Important: Since MAGs may be incomplete or fragmented, we use the –metagenome option in Prokka to relax certain criteria (so it doesn’t expect a single contiguous genome or complete set of rRNAs, etc.)[81].

We also provide a useful prefix for loci (so gene IDs are unique per bin and identifiable).

Command example: Annotate a bin (e.g., bin.1.fa) with Prokka:

prokka –outdir bin1_annotation –prefix BIN1 –metagenome –cpus 4 bins/bin.1.fa

  • –outdir bin1_annotation: Directory to place output files. (Prokka will create it; we use a separate folder per genome).
  • –prefix BIN1: Prefix for output file names and locus tags. For example, proteins will be named like BIN1_001, BIN1_002, etc., and output files will start with BIN1. This helps trace which MAG the annotations belong to.
  • –metagenome: Informs Prokka that this is a metagenome-assembled sequence, not a polished complete genome. It will, for example, allow running even if no plasmid or if 16S rRNA is missing, and it will not try to split the input into chromosome vs plasmid, etc.[81].
  • –cpus 4: Use 4 threads for faster processing.
  • bins/bin.1.fa: The input FASTA of contigs for bin 1.

Prokka will output multiple files in bin1_annotation/:
– BIN1.gff: GFF3 file with all annotations (features on contigs, coordinates, and functional annotations).
– BIN1.faa: protein sequences of predicted genes (amino acid FASTA).
– BIN1.ffn: nucleotide sequences of coding sequences (DNA FASTA).
– BIN1.fna: the input contig sequences (just copied).
– BIN1.gbk: GenBank format file (can be viewed in genome browsers, contains annotations in rich format).
– BIN1.tsv: Tab-delimited summary of features (locus tag, gene, product, etc.).
– BIN1.txt: A log/report of the annotation run (statistics like how many CDS, how many rRNA/tRNA found, etc.).

During the run, Prokka uses Prodigal to find open reading frames (genes)[82] and annotate them by comparing to its databases (by default includes protein family HMMs, and BLAST against a curated set like SwissProt, etc.).
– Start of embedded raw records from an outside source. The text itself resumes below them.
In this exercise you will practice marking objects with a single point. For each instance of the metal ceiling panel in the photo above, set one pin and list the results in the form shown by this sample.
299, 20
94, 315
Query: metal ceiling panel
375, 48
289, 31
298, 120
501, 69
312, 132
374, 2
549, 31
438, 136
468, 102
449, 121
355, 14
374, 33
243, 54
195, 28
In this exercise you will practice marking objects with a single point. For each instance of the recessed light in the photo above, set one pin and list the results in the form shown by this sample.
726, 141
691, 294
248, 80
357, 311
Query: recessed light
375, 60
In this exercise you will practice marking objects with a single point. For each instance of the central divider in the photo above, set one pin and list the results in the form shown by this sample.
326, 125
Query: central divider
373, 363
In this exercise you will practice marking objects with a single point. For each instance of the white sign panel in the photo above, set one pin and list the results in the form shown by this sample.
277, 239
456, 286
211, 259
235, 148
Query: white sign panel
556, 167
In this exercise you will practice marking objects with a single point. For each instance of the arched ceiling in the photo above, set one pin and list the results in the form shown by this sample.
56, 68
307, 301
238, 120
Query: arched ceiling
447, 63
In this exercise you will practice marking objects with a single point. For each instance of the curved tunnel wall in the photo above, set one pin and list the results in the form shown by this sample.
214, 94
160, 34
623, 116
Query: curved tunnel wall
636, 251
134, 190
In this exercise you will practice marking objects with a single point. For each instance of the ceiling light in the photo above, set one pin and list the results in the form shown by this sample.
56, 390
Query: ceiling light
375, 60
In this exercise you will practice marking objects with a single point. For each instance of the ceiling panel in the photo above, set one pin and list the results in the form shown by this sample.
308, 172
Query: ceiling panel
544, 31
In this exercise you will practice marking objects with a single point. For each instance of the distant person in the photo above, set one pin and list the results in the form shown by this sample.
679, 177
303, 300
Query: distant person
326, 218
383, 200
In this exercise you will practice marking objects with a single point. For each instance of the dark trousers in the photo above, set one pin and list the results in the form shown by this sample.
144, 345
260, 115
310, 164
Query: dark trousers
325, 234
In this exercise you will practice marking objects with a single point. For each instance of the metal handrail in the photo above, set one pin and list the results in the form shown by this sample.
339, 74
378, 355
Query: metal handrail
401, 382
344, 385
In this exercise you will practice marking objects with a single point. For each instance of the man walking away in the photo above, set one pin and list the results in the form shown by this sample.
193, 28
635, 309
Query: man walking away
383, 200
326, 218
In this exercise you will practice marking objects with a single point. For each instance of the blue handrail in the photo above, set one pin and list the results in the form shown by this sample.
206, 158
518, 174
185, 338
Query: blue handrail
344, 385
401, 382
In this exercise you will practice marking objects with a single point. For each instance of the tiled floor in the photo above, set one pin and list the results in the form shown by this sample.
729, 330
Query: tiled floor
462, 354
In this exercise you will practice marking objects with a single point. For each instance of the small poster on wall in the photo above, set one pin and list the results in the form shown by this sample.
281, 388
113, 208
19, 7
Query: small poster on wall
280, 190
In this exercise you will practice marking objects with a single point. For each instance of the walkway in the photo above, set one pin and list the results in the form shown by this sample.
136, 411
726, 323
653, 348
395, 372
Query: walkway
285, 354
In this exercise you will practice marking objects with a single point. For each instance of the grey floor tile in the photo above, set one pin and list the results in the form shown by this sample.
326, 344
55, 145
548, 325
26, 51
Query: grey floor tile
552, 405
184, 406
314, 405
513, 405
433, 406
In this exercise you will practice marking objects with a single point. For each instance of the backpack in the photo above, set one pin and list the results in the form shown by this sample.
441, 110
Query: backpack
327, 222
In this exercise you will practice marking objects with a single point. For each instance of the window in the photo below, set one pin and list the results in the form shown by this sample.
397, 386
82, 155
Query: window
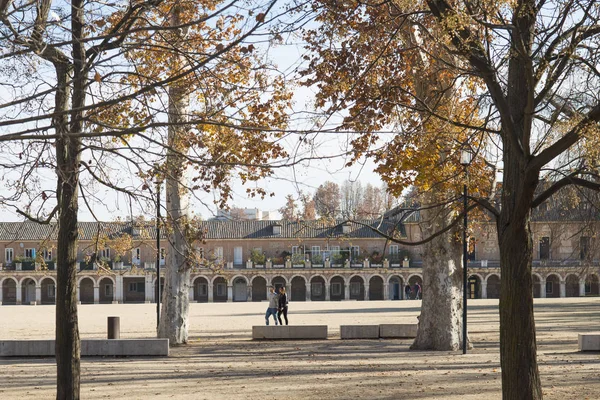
316, 288
163, 255
336, 289
221, 289
137, 287
8, 255
544, 248
136, 255
584, 247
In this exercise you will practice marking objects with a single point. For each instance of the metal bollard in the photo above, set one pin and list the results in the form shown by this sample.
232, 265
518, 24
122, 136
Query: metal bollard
114, 328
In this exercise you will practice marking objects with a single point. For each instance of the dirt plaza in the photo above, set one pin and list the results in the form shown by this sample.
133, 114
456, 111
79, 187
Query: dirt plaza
222, 362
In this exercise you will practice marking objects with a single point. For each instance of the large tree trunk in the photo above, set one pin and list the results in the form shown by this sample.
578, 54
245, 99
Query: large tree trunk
174, 317
520, 375
441, 310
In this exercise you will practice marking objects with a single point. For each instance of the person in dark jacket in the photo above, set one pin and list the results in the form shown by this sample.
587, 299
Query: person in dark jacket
283, 302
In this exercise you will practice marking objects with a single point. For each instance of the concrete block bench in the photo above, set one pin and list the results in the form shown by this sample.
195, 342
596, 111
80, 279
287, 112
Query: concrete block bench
292, 332
392, 331
89, 347
359, 331
589, 341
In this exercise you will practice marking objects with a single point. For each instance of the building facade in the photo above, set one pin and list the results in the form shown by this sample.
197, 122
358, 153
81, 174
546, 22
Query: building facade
315, 261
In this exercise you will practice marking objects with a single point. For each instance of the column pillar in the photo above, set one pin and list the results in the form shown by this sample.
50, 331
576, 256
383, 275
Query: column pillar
19, 294
118, 290
484, 290
96, 294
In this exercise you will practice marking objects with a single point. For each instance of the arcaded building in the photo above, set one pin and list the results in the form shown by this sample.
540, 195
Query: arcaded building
314, 260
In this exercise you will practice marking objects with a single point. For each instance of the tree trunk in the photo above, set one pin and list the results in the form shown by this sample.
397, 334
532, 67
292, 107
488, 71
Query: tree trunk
174, 316
440, 321
520, 375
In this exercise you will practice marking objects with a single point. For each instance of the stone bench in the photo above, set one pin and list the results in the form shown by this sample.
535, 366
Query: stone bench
392, 331
274, 332
589, 341
89, 347
359, 331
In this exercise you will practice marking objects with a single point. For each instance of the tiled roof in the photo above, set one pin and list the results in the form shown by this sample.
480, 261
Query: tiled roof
31, 231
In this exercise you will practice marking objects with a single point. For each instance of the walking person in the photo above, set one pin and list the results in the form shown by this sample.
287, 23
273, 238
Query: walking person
407, 292
417, 291
273, 305
283, 303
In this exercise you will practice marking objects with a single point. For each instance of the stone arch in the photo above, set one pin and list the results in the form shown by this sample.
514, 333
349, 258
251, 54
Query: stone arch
553, 285
474, 289
376, 287
317, 287
537, 285
592, 285
48, 288
357, 287
572, 285
239, 285
396, 287
106, 288
9, 290
259, 288
493, 286
219, 289
86, 290
337, 288
298, 290
200, 286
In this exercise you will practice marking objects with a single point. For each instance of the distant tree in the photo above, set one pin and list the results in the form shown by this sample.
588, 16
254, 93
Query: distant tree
327, 200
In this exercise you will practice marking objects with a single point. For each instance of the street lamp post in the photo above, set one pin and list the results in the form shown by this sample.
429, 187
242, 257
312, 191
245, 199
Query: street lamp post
158, 185
465, 160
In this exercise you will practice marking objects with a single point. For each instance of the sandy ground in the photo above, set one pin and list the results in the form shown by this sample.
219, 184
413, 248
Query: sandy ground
222, 363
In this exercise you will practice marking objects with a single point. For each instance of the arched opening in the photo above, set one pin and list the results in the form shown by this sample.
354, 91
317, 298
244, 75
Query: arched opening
412, 282
28, 291
134, 290
86, 291
298, 289
220, 289
572, 286
337, 288
537, 287
240, 289
317, 288
201, 290
552, 286
259, 289
396, 288
278, 282
592, 285
357, 288
493, 287
48, 288
474, 287
9, 291
107, 291
376, 288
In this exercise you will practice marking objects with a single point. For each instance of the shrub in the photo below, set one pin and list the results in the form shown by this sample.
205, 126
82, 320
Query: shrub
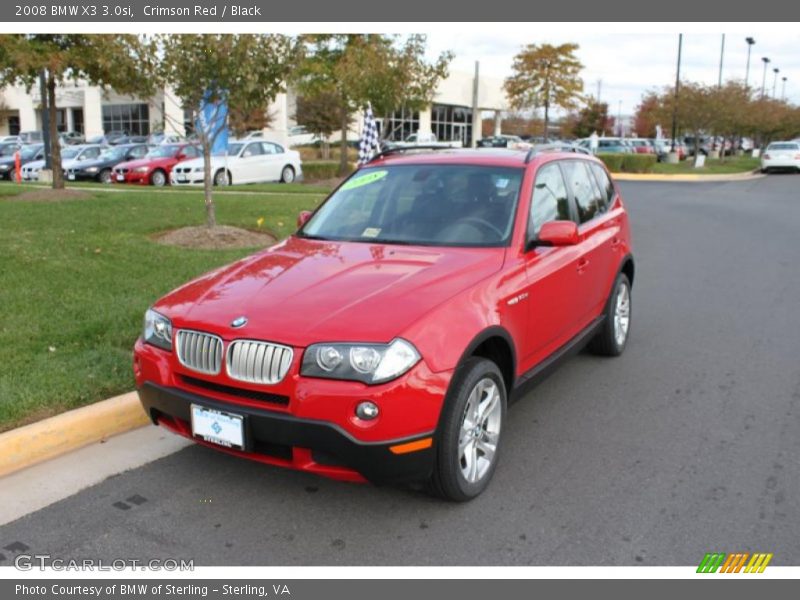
638, 163
612, 161
323, 169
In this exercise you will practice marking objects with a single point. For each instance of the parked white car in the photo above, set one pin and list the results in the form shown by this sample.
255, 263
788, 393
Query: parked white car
781, 155
247, 161
70, 156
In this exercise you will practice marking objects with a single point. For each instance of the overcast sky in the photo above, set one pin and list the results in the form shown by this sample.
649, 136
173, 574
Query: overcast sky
630, 63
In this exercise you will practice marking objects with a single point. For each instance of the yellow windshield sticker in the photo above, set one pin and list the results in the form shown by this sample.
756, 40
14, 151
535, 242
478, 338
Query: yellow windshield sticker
365, 179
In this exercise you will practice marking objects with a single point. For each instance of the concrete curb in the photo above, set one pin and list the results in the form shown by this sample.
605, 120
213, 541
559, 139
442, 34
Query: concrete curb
687, 177
37, 442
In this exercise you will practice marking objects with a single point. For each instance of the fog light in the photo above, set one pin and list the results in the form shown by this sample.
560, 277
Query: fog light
367, 411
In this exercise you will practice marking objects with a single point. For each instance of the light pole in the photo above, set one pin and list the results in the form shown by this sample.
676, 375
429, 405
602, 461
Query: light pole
776, 70
673, 155
750, 42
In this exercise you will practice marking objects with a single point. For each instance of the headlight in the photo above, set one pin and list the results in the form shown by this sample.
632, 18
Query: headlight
369, 363
157, 330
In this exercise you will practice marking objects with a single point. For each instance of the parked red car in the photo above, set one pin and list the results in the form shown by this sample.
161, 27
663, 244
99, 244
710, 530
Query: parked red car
642, 146
154, 169
384, 339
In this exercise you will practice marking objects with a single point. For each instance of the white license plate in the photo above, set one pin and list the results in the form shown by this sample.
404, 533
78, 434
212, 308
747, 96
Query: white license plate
218, 427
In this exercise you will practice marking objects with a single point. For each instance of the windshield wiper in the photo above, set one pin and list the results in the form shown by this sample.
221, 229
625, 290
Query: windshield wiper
307, 236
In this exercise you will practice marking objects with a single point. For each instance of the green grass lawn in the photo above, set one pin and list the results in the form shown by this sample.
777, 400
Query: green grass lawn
732, 164
76, 277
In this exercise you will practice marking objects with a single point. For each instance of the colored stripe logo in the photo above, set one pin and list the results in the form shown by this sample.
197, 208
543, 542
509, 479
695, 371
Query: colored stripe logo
737, 562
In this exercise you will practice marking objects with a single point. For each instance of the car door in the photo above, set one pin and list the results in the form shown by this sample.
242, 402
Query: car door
251, 163
552, 278
274, 161
598, 230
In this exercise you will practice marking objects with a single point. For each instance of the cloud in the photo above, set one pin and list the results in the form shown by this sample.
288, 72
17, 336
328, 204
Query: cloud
631, 63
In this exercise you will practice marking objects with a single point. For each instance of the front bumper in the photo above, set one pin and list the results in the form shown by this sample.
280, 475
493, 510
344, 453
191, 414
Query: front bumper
132, 177
285, 440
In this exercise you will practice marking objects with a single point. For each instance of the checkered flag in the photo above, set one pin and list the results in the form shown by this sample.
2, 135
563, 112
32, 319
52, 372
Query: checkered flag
369, 144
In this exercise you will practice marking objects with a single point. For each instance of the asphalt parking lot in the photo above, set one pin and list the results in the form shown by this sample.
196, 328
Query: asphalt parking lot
688, 443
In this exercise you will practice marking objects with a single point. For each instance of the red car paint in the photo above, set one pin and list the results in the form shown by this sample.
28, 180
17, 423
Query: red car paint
128, 169
441, 299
It also identifies rRNAs and tRNAs: you will see in the output if it found 5S/16S/23S rRNAs or any tRNAs (for MAGs, often some rRNAs are missing due to assembly issues). The –norrna –notrna options can skip those searches (used in some cases to speed up[81], but by default Prokka will do them unless told not to).

Once finished, examine the BIN1.txt summary. For example, it may report: “Predicted genes: 3405 CDS, 1 rRNA, 20 tRNA.” And it will list how many got annotations (e.g., via protein database hits) versus labeled “hypothetical protein”. The GFF/Gbk files contain the detailed annotations per gene (EC numbers, product names, etc., if identified)[83][84].
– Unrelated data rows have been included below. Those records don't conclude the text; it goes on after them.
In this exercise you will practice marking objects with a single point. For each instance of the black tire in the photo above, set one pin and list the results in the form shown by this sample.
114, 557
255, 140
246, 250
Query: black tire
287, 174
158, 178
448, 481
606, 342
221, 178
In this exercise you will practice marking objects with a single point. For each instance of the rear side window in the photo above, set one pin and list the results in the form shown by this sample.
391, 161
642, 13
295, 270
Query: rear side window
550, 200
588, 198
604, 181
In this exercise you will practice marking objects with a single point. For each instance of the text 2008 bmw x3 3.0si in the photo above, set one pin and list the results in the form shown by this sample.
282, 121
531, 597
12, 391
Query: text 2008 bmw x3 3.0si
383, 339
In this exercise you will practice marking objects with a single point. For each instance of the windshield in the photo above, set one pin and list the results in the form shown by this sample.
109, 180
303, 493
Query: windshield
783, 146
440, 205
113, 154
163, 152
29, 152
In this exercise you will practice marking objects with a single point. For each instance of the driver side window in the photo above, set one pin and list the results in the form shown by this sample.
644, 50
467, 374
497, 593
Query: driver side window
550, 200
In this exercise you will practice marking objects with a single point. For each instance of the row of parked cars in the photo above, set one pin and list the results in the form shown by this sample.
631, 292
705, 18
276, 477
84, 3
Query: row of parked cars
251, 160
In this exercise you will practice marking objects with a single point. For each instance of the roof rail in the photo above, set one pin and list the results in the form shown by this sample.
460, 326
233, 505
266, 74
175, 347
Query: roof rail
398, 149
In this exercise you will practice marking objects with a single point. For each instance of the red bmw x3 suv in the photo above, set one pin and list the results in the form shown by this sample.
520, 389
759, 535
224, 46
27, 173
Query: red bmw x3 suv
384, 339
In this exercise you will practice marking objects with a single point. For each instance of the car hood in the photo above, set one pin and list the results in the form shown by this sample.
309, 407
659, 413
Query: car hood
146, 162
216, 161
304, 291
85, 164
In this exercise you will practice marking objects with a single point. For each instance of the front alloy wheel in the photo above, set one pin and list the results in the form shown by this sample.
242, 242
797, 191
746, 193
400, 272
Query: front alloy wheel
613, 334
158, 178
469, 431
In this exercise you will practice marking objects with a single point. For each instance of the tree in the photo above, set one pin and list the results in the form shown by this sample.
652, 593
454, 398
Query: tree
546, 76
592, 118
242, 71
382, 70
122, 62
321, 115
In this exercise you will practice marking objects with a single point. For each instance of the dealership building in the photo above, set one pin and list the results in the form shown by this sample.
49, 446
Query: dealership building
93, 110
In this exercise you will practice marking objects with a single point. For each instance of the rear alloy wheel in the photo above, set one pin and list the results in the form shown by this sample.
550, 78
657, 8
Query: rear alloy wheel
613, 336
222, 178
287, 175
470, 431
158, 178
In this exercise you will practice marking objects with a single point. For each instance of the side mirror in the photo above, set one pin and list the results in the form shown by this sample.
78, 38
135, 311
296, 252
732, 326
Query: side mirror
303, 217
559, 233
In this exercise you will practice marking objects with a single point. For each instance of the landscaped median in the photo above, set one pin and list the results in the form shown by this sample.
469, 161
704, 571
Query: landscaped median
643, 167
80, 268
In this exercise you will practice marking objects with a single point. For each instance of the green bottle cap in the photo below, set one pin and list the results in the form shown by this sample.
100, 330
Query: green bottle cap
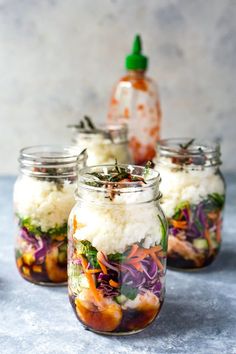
136, 60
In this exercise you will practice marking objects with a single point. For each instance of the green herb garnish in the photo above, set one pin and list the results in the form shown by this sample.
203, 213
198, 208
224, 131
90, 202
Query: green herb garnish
187, 145
85, 248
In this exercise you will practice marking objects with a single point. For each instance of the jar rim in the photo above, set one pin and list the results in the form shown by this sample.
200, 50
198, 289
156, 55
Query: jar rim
38, 160
200, 152
85, 176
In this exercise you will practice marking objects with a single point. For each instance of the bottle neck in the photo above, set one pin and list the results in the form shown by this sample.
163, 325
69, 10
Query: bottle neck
137, 73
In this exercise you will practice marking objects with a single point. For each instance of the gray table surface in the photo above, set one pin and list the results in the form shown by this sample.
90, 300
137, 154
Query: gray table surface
198, 316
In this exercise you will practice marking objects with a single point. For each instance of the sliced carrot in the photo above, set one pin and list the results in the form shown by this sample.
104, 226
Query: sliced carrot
93, 271
179, 224
114, 284
19, 262
212, 215
60, 237
37, 268
157, 260
207, 237
26, 270
133, 251
103, 267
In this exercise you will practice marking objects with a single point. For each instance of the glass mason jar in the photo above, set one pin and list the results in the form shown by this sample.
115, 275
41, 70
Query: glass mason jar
104, 144
193, 199
43, 199
117, 249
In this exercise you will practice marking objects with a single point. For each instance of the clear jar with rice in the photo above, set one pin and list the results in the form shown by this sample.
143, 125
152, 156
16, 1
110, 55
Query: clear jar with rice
193, 199
43, 199
117, 249
104, 143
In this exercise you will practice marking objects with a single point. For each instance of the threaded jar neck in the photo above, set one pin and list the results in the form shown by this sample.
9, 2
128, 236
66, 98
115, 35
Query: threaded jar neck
51, 162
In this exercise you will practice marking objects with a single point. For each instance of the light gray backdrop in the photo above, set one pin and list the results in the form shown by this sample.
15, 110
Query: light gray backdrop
60, 58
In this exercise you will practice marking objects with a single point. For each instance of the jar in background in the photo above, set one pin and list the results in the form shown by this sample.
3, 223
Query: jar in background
117, 249
43, 199
193, 199
104, 144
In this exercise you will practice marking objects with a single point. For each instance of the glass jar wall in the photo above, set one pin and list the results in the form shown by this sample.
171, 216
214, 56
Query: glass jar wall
117, 249
43, 199
104, 144
193, 199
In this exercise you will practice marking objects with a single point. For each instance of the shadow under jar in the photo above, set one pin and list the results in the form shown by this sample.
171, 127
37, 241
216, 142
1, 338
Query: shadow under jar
193, 199
43, 199
117, 249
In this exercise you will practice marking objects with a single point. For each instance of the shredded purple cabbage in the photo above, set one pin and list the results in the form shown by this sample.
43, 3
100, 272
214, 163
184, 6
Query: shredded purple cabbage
146, 279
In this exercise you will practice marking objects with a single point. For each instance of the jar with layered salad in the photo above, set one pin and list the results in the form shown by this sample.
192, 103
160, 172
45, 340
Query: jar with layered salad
117, 249
43, 199
104, 143
193, 199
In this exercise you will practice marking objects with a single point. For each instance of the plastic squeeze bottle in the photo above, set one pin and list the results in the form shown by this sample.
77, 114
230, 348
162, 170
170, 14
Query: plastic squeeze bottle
135, 101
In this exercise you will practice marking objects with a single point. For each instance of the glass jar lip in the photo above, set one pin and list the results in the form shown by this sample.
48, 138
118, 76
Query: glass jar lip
85, 177
50, 153
52, 161
206, 151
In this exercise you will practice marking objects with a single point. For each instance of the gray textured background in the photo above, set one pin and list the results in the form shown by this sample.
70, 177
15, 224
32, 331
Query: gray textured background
59, 59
Repeat Prokka for each bin of interest (you can loop through bins directory or run jobs in parallel). Each MAG will then have its own annotated genome.
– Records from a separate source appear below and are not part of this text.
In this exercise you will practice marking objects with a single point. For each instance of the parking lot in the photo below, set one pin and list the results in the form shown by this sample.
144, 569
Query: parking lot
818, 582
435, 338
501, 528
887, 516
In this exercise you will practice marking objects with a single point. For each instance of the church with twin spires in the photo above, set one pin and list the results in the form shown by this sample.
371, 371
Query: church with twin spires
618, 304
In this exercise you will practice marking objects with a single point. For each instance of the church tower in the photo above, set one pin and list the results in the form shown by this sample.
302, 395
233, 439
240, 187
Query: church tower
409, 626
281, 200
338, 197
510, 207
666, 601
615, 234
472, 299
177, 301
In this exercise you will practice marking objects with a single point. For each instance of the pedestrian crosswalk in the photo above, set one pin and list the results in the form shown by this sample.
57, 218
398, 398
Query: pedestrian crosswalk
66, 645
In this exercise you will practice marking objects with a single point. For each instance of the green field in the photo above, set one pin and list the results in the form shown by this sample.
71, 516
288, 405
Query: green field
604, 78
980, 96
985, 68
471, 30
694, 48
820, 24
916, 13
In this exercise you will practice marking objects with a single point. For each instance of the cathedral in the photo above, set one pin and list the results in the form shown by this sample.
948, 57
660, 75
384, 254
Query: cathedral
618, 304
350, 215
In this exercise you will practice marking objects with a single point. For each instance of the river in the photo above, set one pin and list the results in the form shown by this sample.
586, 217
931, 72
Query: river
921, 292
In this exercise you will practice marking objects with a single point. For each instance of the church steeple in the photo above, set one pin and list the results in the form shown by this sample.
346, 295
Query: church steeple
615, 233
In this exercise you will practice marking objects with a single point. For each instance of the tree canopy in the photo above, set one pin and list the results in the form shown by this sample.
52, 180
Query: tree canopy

Alternative annotation approaches:

  • eggNOG-mapper: If you prefer a broader functional labeling, you could take Prokka’s protein FASTA (.faa) and run eggnog-mapper (with DIAMOND or HMM mode) to get COG category assignments, KEGG Orthologs, etc. EggNOG-mapper is slower but very comprehensive, providing GO terms and pathway info from a huge database of orthologous groups.
  • DRAM: A newer tool that reads in MAGs and annotates them specifically for metabolism (using KEGG, UniRef, Pfam, dbCAN for CAZymes, etc.), outputting summaries like which MAGs can do methanogenesis, which have certain vitamin synthesis pathways, etc. Useful for environmental metagenomes where you want a quick metabolic summary of each bin.

However, using Prokka gives a quick, standard GenBank annotation which is often sufficient for many purposes and can be refined later.